The European Commission (EC) is pushing hard to build a hydrogen economy as part of Europe’s decarbonization efforts. One of the main ways this ambition becomes real is through so-called Hydrogen Valleys. These large-scale projects that bring together hydrogen production, distribution and use across multiple sectors. Hydrogen Valley projects go beyond pilots. They also cover several steps in the value chain: production, storage, offtake and transport. The scope of Hydrogen Valley projects is geographically defined and can range from local and regional to international. As these ecosystems scale, questions about their impact on people become just as important as questions about their impact on emissions.

About

The Clean Hydrogen Joint Undertaking, a public–private partnership, has been a key accelerator supporting Hydrogen Valleys across the EU. So far, they have supported 21 Hydrogen Valleys across 19 European countries, with the aim to double that number in Europe by 2025. To help ensure that hydrogen policies and projects are grounded in robust and comparable evidence, the EC’s Joint Research Centre (JRC) supports the development of science-based methods for environmental and social impact measurement.

Challenge

The JRC wanted to better understand how to measure the social impacts of Hydrogen Valleys. Not only the positive effects, like jobs and skills, but also potential negative impacts across the value chain. This includes impacts on workers, local communities, upstream suppliers and end users.

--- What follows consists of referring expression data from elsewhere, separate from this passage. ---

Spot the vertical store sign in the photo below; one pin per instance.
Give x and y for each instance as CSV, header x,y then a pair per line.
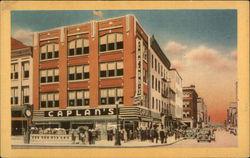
x,y
139,69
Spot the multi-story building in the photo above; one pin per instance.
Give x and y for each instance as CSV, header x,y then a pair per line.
x,y
190,106
176,85
160,101
21,85
232,115
81,71
201,113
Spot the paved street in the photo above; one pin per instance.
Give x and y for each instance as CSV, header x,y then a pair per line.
x,y
223,139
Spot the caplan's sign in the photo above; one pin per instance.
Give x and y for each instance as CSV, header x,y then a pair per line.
x,y
80,112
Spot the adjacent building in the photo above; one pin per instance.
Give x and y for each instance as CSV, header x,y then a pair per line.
x,y
21,85
81,72
190,106
232,115
201,113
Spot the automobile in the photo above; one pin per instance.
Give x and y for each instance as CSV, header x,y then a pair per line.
x,y
205,135
189,133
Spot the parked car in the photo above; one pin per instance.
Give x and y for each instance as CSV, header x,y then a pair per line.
x,y
205,135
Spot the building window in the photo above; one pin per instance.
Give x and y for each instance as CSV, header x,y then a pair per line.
x,y
153,102
78,47
78,98
153,81
49,100
111,69
145,76
78,72
49,51
155,64
14,71
25,67
25,95
14,95
49,75
111,95
159,86
152,60
109,42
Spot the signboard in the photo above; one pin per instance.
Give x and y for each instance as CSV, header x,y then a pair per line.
x,y
139,69
80,112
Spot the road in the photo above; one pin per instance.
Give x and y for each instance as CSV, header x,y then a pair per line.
x,y
223,139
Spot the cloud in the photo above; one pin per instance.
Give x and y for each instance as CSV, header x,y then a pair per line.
x,y
209,57
174,47
23,35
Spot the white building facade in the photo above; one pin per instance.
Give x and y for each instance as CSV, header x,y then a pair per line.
x,y
21,85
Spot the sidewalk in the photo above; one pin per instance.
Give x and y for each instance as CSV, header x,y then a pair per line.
x,y
18,142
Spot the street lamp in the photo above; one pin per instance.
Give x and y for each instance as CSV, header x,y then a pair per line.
x,y
117,138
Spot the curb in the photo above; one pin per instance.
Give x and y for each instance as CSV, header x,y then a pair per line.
x,y
34,146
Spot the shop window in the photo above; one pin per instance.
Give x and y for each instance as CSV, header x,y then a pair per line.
x,y
78,98
78,47
49,100
49,75
111,69
79,72
25,69
109,42
110,96
49,51
14,71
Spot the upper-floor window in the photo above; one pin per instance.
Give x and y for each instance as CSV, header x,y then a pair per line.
x,y
25,69
49,100
25,95
78,98
78,72
49,75
111,95
153,81
152,60
14,96
14,71
78,47
49,51
111,69
109,42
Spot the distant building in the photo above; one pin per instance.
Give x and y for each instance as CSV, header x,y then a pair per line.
x,y
190,106
176,85
21,85
201,113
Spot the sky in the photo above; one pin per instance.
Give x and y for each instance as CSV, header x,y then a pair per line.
x,y
201,44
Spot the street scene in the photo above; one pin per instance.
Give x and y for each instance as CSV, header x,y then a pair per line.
x,y
127,78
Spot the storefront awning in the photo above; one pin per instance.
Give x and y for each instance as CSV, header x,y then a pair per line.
x,y
182,123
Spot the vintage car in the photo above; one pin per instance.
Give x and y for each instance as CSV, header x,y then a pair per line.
x,y
190,134
205,135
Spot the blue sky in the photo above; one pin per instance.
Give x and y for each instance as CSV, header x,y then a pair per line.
x,y
214,28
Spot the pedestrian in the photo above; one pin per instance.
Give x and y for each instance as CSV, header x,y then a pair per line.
x,y
162,136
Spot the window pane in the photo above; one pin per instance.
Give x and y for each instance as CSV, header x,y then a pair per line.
x,y
79,43
119,37
72,44
111,92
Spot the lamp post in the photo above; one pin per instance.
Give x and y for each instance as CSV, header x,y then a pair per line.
x,y
117,138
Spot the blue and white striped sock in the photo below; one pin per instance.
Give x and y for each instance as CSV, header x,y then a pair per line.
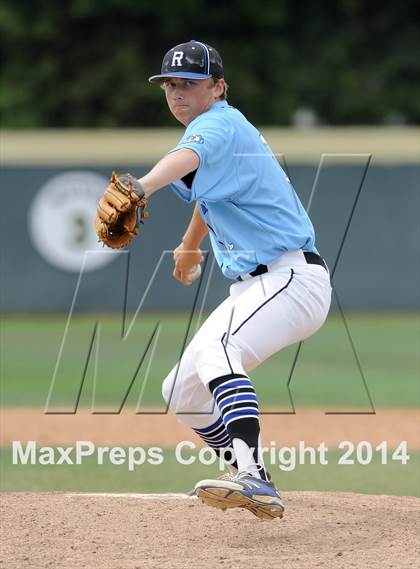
x,y
217,437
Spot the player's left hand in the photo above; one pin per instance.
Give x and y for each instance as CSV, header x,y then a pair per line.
x,y
120,211
185,260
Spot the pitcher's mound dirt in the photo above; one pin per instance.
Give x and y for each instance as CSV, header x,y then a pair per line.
x,y
126,532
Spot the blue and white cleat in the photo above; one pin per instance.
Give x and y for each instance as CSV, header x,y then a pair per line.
x,y
243,491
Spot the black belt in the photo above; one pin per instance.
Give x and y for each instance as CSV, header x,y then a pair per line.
x,y
311,259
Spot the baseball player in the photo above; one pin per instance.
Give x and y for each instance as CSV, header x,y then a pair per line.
x,y
263,241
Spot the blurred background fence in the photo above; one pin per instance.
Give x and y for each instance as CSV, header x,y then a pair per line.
x,y
75,104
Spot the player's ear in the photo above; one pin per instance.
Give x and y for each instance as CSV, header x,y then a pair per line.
x,y
219,85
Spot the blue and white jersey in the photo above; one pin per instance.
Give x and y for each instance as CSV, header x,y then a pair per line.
x,y
245,198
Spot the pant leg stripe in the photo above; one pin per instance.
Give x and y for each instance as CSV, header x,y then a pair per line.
x,y
266,302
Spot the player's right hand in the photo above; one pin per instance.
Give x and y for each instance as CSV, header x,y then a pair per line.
x,y
185,260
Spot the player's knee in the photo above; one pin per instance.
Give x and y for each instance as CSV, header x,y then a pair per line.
x,y
167,388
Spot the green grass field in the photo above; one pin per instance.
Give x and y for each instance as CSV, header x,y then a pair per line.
x,y
326,375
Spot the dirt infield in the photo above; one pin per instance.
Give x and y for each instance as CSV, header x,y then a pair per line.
x,y
320,530
309,425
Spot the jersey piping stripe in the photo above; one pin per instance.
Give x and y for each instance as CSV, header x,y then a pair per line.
x,y
226,354
266,302
211,428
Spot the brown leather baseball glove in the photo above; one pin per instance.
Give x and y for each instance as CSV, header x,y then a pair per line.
x,y
120,211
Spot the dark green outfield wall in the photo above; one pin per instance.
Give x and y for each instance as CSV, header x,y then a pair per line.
x,y
378,268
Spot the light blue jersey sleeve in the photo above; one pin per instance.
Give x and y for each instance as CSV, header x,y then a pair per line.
x,y
213,141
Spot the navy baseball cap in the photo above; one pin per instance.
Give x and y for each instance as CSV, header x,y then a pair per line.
x,y
191,60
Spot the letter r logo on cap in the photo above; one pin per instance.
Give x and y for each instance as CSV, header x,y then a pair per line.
x,y
177,58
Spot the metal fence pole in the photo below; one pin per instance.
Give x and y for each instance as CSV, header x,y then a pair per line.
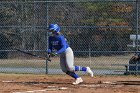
x,y
47,34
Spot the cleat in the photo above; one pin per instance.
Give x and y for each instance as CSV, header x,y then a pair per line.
x,y
89,71
78,81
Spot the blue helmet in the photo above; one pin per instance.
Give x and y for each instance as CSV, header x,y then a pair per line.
x,y
54,27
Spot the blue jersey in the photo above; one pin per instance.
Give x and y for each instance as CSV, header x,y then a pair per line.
x,y
58,43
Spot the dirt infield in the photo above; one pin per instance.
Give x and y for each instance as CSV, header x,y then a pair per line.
x,y
31,83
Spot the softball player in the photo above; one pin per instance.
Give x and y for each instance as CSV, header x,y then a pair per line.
x,y
58,42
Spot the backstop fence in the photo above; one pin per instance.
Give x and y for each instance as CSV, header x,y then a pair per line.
x,y
100,32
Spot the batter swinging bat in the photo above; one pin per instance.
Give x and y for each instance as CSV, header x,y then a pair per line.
x,y
44,58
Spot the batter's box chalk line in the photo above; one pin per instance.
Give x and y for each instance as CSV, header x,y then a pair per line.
x,y
50,88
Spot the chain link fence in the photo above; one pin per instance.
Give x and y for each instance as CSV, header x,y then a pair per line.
x,y
98,31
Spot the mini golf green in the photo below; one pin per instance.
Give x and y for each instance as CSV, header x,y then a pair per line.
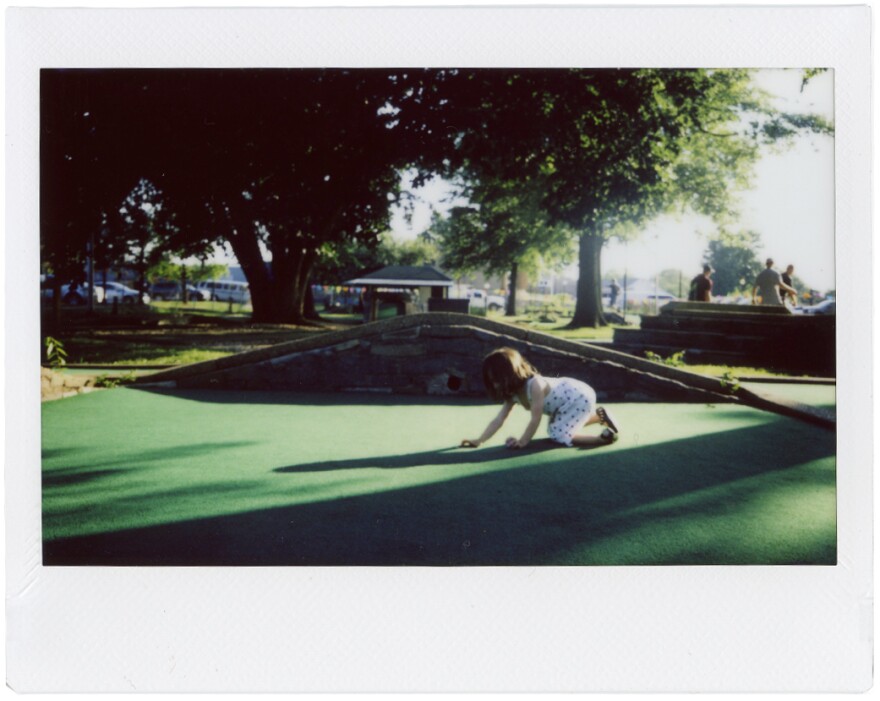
x,y
141,477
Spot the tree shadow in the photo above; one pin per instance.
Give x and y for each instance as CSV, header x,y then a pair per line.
x,y
442,457
292,398
543,508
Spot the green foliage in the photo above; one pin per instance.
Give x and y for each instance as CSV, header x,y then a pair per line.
x,y
734,258
56,356
674,281
109,382
675,360
504,226
419,251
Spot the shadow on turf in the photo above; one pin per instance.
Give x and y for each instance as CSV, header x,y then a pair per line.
x,y
445,456
596,508
220,396
68,474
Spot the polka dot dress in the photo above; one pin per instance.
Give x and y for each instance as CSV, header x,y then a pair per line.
x,y
568,404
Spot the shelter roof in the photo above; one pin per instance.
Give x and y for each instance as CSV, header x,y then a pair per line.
x,y
404,276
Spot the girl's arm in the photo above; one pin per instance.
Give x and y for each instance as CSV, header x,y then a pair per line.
x,y
493,426
537,401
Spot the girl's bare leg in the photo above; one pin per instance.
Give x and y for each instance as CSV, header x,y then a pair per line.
x,y
584,441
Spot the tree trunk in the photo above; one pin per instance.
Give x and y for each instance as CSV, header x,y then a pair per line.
x,y
511,298
588,308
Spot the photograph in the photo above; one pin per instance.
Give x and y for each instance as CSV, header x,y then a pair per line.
x,y
439,349
282,308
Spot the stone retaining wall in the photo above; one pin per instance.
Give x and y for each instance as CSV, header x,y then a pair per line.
x,y
436,354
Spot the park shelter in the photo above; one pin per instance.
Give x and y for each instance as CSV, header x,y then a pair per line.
x,y
425,281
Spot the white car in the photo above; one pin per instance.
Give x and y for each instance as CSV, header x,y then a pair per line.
x,y
117,292
480,299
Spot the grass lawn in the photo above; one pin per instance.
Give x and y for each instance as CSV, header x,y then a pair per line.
x,y
138,477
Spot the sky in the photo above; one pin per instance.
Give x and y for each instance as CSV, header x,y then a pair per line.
x,y
790,203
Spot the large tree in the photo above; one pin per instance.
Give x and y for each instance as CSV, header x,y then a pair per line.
x,y
733,255
611,149
276,163
502,230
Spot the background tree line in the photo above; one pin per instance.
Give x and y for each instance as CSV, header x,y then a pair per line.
x,y
302,166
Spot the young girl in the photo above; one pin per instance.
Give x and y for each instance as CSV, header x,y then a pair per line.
x,y
570,403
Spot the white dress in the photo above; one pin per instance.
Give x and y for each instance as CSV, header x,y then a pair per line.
x,y
569,404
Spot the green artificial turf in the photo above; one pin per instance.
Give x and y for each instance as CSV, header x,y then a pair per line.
x,y
819,396
138,477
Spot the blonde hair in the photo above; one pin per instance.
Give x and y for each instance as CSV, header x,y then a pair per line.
x,y
504,373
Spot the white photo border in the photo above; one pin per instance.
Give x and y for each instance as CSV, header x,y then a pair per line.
x,y
523,629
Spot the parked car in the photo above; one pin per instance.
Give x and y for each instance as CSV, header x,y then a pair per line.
x,y
117,292
72,293
172,290
226,291
480,299
829,306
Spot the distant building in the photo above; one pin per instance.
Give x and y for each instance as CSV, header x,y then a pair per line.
x,y
410,286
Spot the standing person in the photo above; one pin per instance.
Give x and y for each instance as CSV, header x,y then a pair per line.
x,y
570,403
615,290
701,286
787,279
769,283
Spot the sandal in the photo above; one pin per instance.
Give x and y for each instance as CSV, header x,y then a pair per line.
x,y
605,419
608,436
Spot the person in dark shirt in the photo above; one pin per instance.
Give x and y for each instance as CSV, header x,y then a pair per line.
x,y
615,291
786,278
701,286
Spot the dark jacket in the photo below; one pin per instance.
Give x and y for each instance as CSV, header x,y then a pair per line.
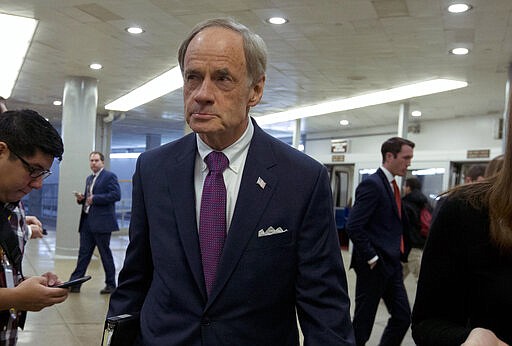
x,y
412,203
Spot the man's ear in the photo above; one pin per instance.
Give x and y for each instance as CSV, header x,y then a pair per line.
x,y
257,92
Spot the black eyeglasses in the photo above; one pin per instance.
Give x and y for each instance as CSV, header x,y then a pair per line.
x,y
34,172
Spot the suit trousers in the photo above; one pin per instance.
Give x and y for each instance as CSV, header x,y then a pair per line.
x,y
375,284
88,241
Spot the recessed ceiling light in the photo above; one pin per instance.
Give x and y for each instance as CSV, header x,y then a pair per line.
x,y
459,8
459,51
277,20
95,66
134,30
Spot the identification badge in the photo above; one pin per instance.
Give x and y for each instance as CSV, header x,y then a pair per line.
x,y
8,272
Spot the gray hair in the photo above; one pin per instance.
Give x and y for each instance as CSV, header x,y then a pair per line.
x,y
254,47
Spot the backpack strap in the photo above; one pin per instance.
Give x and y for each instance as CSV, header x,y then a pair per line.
x,y
9,240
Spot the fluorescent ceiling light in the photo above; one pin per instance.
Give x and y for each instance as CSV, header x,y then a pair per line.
x,y
460,51
135,30
17,33
458,8
161,85
372,99
124,155
277,20
429,171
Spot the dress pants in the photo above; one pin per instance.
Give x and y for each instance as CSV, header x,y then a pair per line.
x,y
371,286
89,240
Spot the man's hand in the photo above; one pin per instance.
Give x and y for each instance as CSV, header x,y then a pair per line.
x,y
36,226
33,294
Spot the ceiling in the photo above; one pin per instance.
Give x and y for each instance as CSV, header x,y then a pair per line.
x,y
329,49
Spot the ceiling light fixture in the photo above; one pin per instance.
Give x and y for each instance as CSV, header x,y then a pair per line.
x,y
135,30
277,20
95,66
372,99
459,8
459,51
18,33
159,86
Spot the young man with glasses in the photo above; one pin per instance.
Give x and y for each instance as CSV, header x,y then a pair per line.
x,y
28,146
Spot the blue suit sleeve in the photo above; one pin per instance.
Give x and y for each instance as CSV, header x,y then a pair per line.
x,y
367,200
323,305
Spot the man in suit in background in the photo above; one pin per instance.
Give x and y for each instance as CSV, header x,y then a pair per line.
x,y
375,225
97,221
267,254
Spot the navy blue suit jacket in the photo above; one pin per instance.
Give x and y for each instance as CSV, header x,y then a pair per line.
x,y
261,281
102,213
374,225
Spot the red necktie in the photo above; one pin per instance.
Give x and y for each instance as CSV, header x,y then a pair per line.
x,y
212,217
398,201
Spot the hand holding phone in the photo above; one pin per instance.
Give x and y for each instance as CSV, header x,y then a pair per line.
x,y
75,282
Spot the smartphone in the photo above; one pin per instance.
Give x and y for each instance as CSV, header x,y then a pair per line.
x,y
74,282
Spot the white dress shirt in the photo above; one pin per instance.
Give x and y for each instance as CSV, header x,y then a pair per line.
x,y
236,154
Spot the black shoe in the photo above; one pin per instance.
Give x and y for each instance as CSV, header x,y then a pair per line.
x,y
107,290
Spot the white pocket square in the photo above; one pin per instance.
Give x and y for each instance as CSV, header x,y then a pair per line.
x,y
271,231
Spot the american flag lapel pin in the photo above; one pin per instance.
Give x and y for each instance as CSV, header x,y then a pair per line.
x,y
261,182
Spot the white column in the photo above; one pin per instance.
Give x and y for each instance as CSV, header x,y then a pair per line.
x,y
296,134
78,134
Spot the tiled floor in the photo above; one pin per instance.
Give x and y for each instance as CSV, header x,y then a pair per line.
x,y
79,320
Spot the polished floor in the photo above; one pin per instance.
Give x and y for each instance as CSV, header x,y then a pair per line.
x,y
79,320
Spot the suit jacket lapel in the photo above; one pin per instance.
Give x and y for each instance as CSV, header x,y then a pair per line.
x,y
181,173
251,202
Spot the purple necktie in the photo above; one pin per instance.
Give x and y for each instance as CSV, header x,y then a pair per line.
x,y
212,217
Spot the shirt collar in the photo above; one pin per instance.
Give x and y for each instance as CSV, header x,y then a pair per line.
x,y
233,152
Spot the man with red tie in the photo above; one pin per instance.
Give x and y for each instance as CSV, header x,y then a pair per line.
x,y
375,226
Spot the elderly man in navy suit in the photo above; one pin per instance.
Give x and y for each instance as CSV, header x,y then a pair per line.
x,y
97,221
232,234
376,227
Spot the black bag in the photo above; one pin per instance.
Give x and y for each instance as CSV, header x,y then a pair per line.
x,y
121,330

A key issue they considered is practicality. Frameworks already exist that provide strong scientific grounding and help identify what topics matter, but they are often high-level. These frameworks do not always tell a practitioner what to measure, where to get the data, or how to interpret results in a way that is comparable across projects. In the context of Hydrogen Valleys, that becomes even harder because data needs to be gathered from many different organisations and partners.

The goals of the challenge were clear:

  • Developing voluntary recommendations that make social impact assessment more consistent and harmonized across Hydrogen Valleys and users.
  • Building on methods that are transparent, science-based and open-source.
  • Adding to environmental metrics to support a more holistic view of sustainability.
  • And making sure the result reflects real-world needs by consulting Hydrogen Valley representatives and experts.

Solution

In 2025, PRé in collaboration with the JRC developed practical recommendations to assess social impacts in Hydrogen Valleys. The project started with scoping and mapping the most material topics to measure. This included reviewing existing frameworks such as the EU study on circular approaches for a sustainable and affordable clean energy transition, a JRC conceptual framework on social risks and impacts in hydrogen value chains, and the Social Value Initiative handbook. The next step was mapping topics to stakeholder groups: workers, local communities, society, upstream value chain actors and end users.

We then translated these foundations into day-to-day use by developing clear definitions, setting out practical, commonly used indicators and adding interpretation guidance – beyond quantitative results, social impacts need context through qualitative insights.

We landed on several core indicators, including:

  • worker health and safety
  • skills development
  • local employment
  • public acceptance for communities
  • energy resilience and security for society
  • responsible material sourcing for upstream actors
  • and affordable access to energy
  • supply chain criticality for end users

The draft recommendations were tested through interviews and a stakeholder workshop with Hydrogen Valley experts.

A case study was also done on secondary data, to assess the topic of material sourcing. The case study which looked at flagging higher-risk signals for key materials used in hydrogen infrastructure and for certain sourcing locations. This can help teams prioritize due diligence and supplier engagement early, before risks become real impacts. All resulting insights were incorporated into the final version of the recommendations, which serve as a basis for further testing and development by Hydrogen Valleys.

Benefits

For the JRC, the key benefit is a practical set of recommendations that makes social impact assessment easier to apply in Hydrogen Valleys. These recommendations translate high-level frameworks into clear indicators and interpretation prompts, so results are more consistent and easier to use in decision making.

For Hydrogen Valley stakeholders, the benefit of the recommendations is a shared way to track what matters to people and society. This is important information to have, alongside environmental performance data. Social metrics can support alignment across partners, clearer communication of societal value, and earlier visibility of risks that can affect delivery – such as worker safety, public acceptance, and upstream supply chain issues. Over time, this approach will make it easier to compare progress across projects and build trust with the stakeholders that Hydrogen Valleys depend on.

Working with PRé was a very pleasant experience. We were impressed with the team’s project management skills and ability to quickly apply their expertise to a new topic. We were also pleased with PRé’s stakeholder engagement, both in sourcing inputs that strengthen the final conclusions and in sharing their know-how with interested stakeholders. The work done by PRé constitutes a strong foundation for the social impact analysis of hydrogen valleys.